„Furchtbare Schreiben“: Quarantäne-Eltern wird mit Kindesentzug gedroht

In Behördenschreiben an Familien, die Corona-bedingt in Quarantäne müssen, wird gewohnheitsmäßig mit Kindesentzug gedroht, kritisieren Heinz Hilgers und Ekin Deligöz vom Kinderschutzbund. Minister Spahn will nun auf einen angemesseneren Ton drängen.
Von 19. November 2020

Die Bundestagsabgeordnete der Grünen Ekin Deligöz und der Präsident des Kinderschutzbundes, Heinz Hilgers, haben Bundesgesundheitsminister Jens Spahn dazu aufgefordert, die Gesundheitsämter zu einer sensibleren Wortwahl gegenüber Familien zu bewegen, die sich infolge einer Corona-Infektion in Quarantäne befinden. Zusätzlich zu der Belastung durch das Virus würde diesen durch Drohungen mit Kindesentzug in behördlichen Anschreiben das Leben schwer gemacht.
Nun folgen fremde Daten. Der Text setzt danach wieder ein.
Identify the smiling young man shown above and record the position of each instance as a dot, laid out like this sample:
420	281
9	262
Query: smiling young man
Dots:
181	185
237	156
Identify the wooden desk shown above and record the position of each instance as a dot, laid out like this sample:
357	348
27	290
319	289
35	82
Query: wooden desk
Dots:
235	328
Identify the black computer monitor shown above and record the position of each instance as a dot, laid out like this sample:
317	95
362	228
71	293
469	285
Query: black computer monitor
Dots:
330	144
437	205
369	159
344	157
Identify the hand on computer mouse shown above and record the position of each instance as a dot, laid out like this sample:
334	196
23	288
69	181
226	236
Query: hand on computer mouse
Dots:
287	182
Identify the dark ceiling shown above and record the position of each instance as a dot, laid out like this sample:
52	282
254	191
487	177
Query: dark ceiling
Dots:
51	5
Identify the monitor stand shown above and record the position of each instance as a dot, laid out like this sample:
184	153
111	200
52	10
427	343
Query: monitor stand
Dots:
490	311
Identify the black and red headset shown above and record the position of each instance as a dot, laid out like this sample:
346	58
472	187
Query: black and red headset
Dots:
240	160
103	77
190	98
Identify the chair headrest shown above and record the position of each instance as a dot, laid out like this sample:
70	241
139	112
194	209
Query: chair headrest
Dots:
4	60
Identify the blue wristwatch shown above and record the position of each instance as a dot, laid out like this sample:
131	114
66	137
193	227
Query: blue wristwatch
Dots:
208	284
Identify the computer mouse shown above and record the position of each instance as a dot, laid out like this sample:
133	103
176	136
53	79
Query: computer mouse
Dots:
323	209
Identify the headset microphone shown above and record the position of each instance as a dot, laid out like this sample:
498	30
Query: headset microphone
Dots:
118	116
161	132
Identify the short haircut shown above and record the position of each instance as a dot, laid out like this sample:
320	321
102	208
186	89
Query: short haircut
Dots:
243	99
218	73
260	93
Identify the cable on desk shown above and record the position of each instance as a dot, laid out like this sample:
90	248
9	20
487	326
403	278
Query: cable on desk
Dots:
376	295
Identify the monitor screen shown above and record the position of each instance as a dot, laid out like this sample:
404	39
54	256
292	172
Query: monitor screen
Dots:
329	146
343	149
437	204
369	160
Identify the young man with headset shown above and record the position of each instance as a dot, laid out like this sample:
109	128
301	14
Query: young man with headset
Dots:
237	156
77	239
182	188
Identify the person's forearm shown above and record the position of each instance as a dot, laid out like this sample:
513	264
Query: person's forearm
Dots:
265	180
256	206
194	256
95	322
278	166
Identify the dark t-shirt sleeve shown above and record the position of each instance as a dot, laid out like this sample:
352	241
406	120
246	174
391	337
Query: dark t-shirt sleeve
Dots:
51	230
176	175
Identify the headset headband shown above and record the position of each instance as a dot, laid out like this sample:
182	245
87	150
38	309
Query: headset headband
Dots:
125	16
Briefe betreffen auch Kinder zwischen drei und fünf Jahren

Wie die „Augsburger Allgemeine“ berichtet, heißt es in den Schreiben, Kinder von Betroffenen könnten „zwangsweise in einer geeigneten geschlossenen Einrichtung abgesondert werden“, sollten diese nicht den Vorgaben des jeweiligen Gesundheitsamtes entsprechen. Zu diesen gehört neben dem zweimaligen täglichen Fiebermessen auch das Verbot, ohne amtliche Genehmigung das Haus zu verlassen.
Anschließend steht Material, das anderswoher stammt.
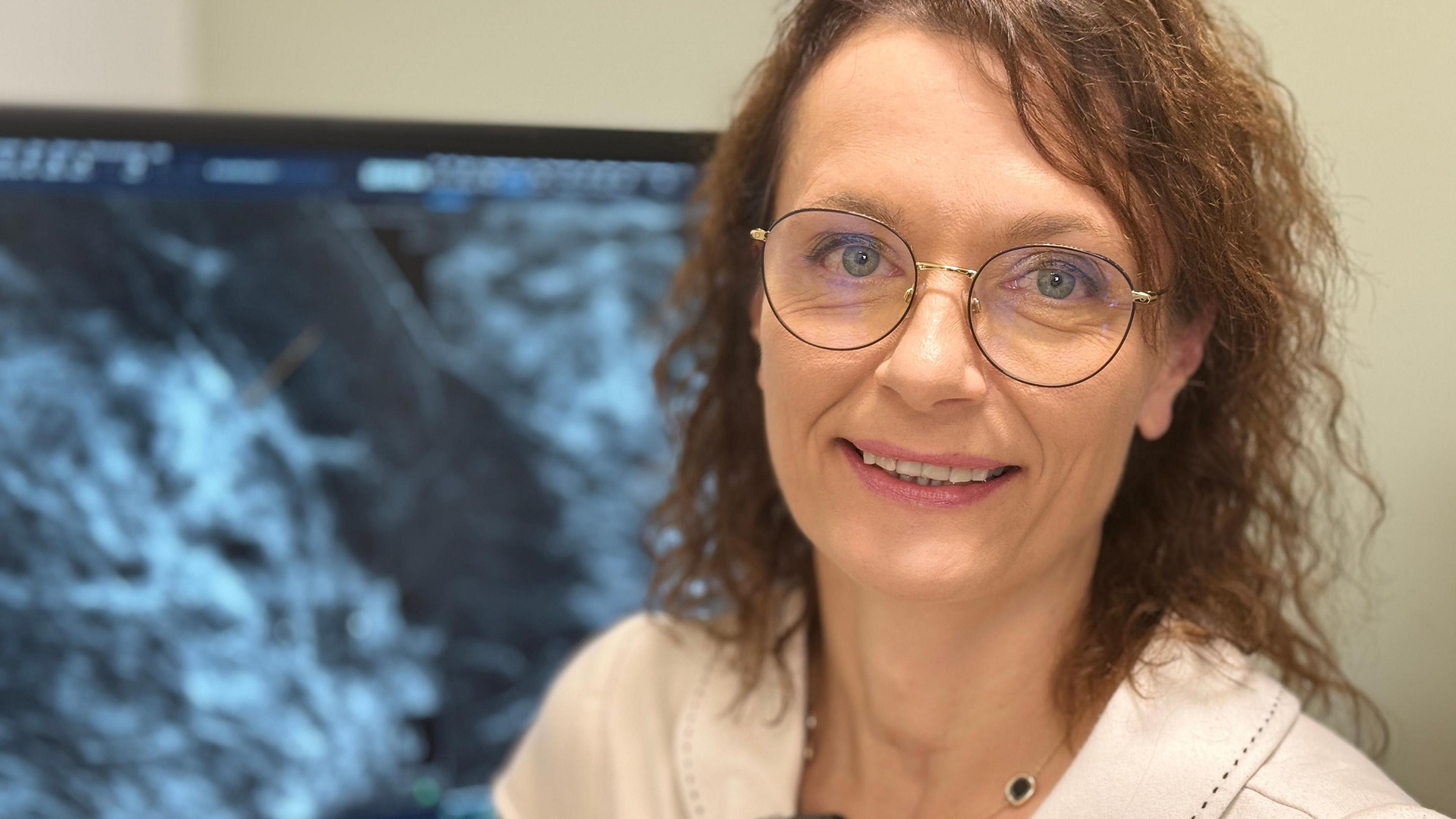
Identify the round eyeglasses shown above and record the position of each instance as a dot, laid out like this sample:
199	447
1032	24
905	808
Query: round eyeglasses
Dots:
1046	315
„Diese Schreiben sind furchtbar“, erklärte Deligöz gegenüber der Zeitung. Eltern würden im Grunde „dazu aufgefordert, das Kindeswohl massiv zu verletzen“. Immerhin bezögen sich die „Drohbriefe“ auch auf Kindergartenkinder zwischen drei und fünf Jahren, die zwangsweise von ihren Eltern getrennt werden könnten.

Über Quarantäne „im Kasernenhofton“ informiert

Die „Augsburger Allgemeine“ hat Behörden-Anschreiben an Betroffene im gesamten Bundesgebiet ausgewertet und ist zu der Einschätzung gekommen, dass diese in jedem untersuchten Bundesland „im Kasernenhofton“ gehalten wären. Schon bei bloßem Verdacht auf Übertretung der Anordnungen für die Zeit der Absonderung werde damit gedroht, beim Amtsgericht die Verbringung von Kindern in „geeignete abgeschlossene Einrichtungen“ zu beantragen.

Deligöz ist neben ihrer politischen Funktion auch Vizepräsidentin des Deutschen Kinderschutzbundes. Dessen Chef Heinz Hilgers hat sich ebenfalls in die Debatte eingeschaltet. Wie die „Bild der Frau“ berichtet, hat er sich per Brief an Bundesgesundheitsminister Jens Spahn gewandt und erklärt, es sei „unverhältnismäßig“, Kinder gerade in einer solchen Situation von ihren Eltern und Geschwistern zu isolieren.

Spahn sagte Gespräch mit Länderkollegen zu

In seinem Schreiben forderte der frühere Bürgermeister der Stadt Dormagen den Minister dazu auf, zu gewährleisten, dass „in allen Maßnahmen zur Eindämmung der Corona-Pandemie dem Kindeswohl und den Kinderrechten Vorrang eingeräumt wird“.

Spahn habe mittlerweile zugesagt, gegenüber den Verantwortlichen in den Regierungen der Länder dieses Thema anzusprechen, äußerte Deligöz gegenüber der Augsburger Allgemeinen weiter. Er wolle sich dafür einsetzen, dass Schreiben dieser Art künftig „angemessen in Ton und Forderung“ formuliert würden. Die Politikerin hoffe nun, dass die bislang verwendeten Musteranschreiben „umgehend aus dem Verkehr gezogen“ würden. Man solle „Menschen in einer so verunsicherten Zeit nicht noch stärker verunsichern“.